# Army Painting Challenge 2012 - February entries and Final count



## humakt

Here are the entries for February.

Barnster 









Boc 









KjellThorngaard 









Krueger 









Taggerung 









Turnip86 










Also as this was the final month here are the numbers for those that entered. Please let me know if you think you are short (via PM). All those with 9 or more entries will receive your medal in due course (these have been highlighted in green). 

apidude 3 
Barnster 10 
bixeightysix 1 
Boc 6 
Brother Droopy 2 
Carna 3 
ChaosRedCorsairLord 4 
Chris Guard of Mardat  5 
cirs85 1 
Crabpuff 3 
Dave T Hobbit 2 
Deux 7 
Disciple_of_Ezekiel 3 
Doelago 2 
Embracraig 1 
Garion 1 
GrimzagGorwazza 5 
Hellados 1 
Howzaa 8 
imm0rtal reaper 9 
Infernalcaretaker 3 
ItsPug 3 
jaysen 3 
Jondoe297 1 
Josh101 3 
KarnalBloodfist 6 
Khorne's Fist 3 
KjellThorngaard 12 
Krueger 7 
lokis222 6 
Meldon 5 
Midge913 3 
Moriouce 9 
Mortigar 1 
OIIIIIIO 2 
Oldman78 1 
Pssyche 6 
Rameses 3 
reavsie 6 
RedThirstWill Destroy 5 
rxcky 8 
Saulot 3 
Scotty80 2 
scscofield 2 
Scythes 1 
Skari 2 
smidge222 1 
Son of Horus 1 
Starship Trooper 1 
Taggerung 9 
Tawa 1 
TheKingElessar 1 
TheWraithlord 1 
ThumperHS 3 
troybuckle 3 
Turnip86 11 
Ultra1 2 
Uveron 4 
xenobiotic 1 
Zero Effect 9 
zotb 1


Well done to everybody who managed to complete the full challenge. If you want to take part in the next one, details will be posted before the weekend, with the challenge due to start in April.


----------



## Turnip86

Congrats to everyone that completed the challenge! Nice one Kjell getting all 12 done too! 

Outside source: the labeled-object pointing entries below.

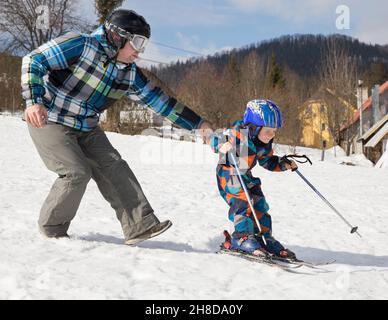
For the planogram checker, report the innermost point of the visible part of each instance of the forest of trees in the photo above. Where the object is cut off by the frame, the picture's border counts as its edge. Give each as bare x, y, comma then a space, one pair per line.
288, 70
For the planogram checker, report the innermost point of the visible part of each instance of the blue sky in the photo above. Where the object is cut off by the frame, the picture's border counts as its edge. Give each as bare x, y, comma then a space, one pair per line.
208, 26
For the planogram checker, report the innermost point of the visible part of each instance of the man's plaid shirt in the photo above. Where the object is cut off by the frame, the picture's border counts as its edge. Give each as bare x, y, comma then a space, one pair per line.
76, 77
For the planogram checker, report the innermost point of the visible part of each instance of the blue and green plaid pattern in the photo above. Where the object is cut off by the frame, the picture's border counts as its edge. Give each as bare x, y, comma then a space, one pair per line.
76, 77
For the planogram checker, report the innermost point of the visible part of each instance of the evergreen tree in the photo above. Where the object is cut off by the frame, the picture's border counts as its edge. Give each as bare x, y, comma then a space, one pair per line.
275, 74
105, 7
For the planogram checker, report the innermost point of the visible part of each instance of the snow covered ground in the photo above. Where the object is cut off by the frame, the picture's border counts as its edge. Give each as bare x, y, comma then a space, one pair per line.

Looking forward to the next challenge and seeing what new armies we all come up with this year.


----------



## Charandris

Is it ok to continue a project ive already started? So to carry on with my warriors as i have a few bits done (which wont count) but can.i use any new additions that i start from now?


----------



## Tawa

humakt said:


> Tawa 1


This makes me a sad badger :cray:


Must. Try. Harder.



Congrats to you guys that completed the challenge! :drinks:


----------



## Kreuger

Congrats to everyone who got more work done because of this contest!


----------



## Taggerung

Congrats all! I know this definitely helped me get lots more painting done than I normally would have. Can't wait to keep going with this years challenge.


----------



## Barnster

Congrats to everyone who took part, I love seeing the great work of so many collected in these threads. It was a great year for entries, despite the unfortunate disruption, but like the imperium we rose once again.

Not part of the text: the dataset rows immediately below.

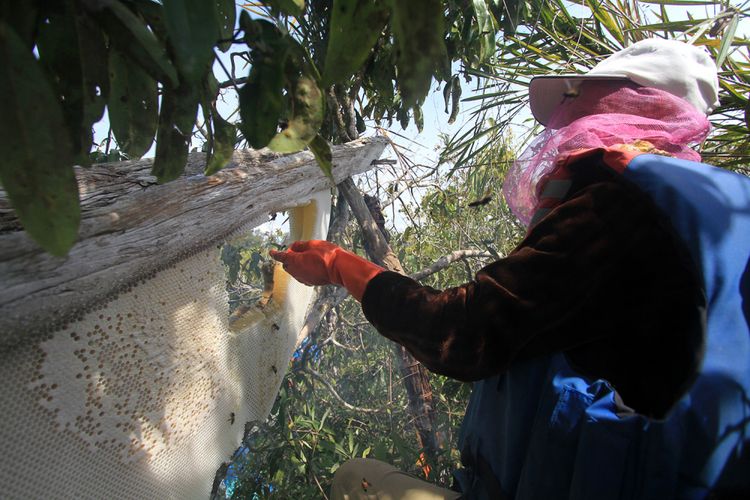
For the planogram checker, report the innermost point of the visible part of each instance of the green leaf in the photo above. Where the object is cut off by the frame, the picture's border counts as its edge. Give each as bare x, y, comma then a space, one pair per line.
456, 98
354, 28
418, 31
176, 120
726, 40
289, 7
308, 107
418, 118
23, 16
486, 30
447, 93
224, 139
37, 162
226, 10
130, 35
322, 152
133, 105
194, 29
261, 103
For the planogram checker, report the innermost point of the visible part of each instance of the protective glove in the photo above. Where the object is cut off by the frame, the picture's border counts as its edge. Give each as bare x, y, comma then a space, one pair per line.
317, 262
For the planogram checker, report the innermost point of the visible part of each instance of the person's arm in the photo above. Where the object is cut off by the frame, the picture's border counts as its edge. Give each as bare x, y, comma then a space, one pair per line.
514, 306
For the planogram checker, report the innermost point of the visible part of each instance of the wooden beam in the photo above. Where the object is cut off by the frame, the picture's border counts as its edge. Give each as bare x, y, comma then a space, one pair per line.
131, 227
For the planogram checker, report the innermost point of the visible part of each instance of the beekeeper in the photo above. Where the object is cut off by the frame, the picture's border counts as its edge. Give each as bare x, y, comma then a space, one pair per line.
611, 348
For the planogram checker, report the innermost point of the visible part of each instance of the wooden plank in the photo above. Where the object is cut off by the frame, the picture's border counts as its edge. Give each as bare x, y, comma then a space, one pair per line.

Until the next challenge brothers!


----------



## KjellThorngaard

Congrats to everyone that participated. I can honestly say that without this challenge I would not have been able to complete an entire army. I was able to paint just shy of 2,500 points, and this makes my first complete WFB army. Thanks Humakt for your hard work in pushing this along.

Thanks Turnip!

See you all next year!


----------



## Kreuger

And by "next year" you mean . . . next month, yes?


----------



## Magpie_Oz

Kreuger said:


> And by "next year" you mean . . . next month, yes?

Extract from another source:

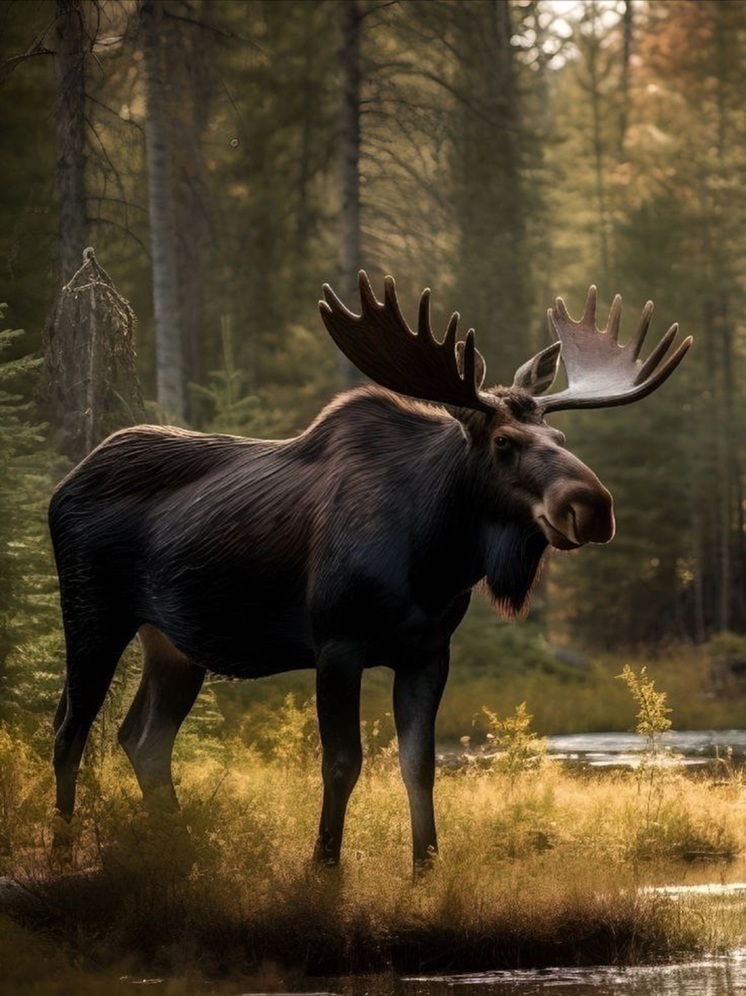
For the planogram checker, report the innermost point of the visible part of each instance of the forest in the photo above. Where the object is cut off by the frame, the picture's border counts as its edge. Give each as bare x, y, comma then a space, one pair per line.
226, 158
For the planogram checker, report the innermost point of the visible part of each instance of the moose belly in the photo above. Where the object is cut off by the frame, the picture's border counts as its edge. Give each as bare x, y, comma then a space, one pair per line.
236, 634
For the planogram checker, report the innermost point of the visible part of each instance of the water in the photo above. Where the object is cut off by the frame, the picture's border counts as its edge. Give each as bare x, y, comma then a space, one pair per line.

Next "Army Year", bit like Financial Year?


----------



## Tawa

Magpie_Oz said:


> Next "Army Year", bit like Financial Year?


Yup. Bring it!:laugh:


----------



## Logaan

Just like to echo the sentiments of all the others, well done to you guys that completed the challenge, massive kudos.

Really looking forward to participating in the next challenge. Want to see how much Guard I can get completed in 12 months.


----------



## Khorne's Fist

Well done to everyone that finished this years challenge. I'm kinda disappointed I didn't get it done this year, but with my switching my focus to Flames of War last year I forgot all about the challenge. The irony is I painted up close to 20 units for my Germans in that time and could have easily completed it if I'd remembered that I was allowed to switch armies during it. Oh well. 

Now to decide what to do for the next challenge... Tau, maybe?


----------



## Kreuger

Khorne's Fist said:


> . . . I'm kinda disappointed I didn't get it done this year, but with my switching my focus to Flames of War last year I forgot all about the challenge. . . .


Well, and the 'distraction' from a new baby!


----------



## KarnalBloodfist

Well done everyone! Bummed I couldn't get it done but will give it a go w/ the next one. New WoC gives me a reason to get some painting done.


----------



## Khorne's Fist

Kreuger said:


> Well, and the 'distraction' from a new baby!


Yeah, that too.:grin: She's eaten into my sleeping time as well as painting time. Oh well, the price you pay.


----------



## Zero Effect

Just seen this, been away again! 

Congratulations to all for completing the challenge. Here is to next month's, I must be a sucker for punishment. 

Well done all again!


----------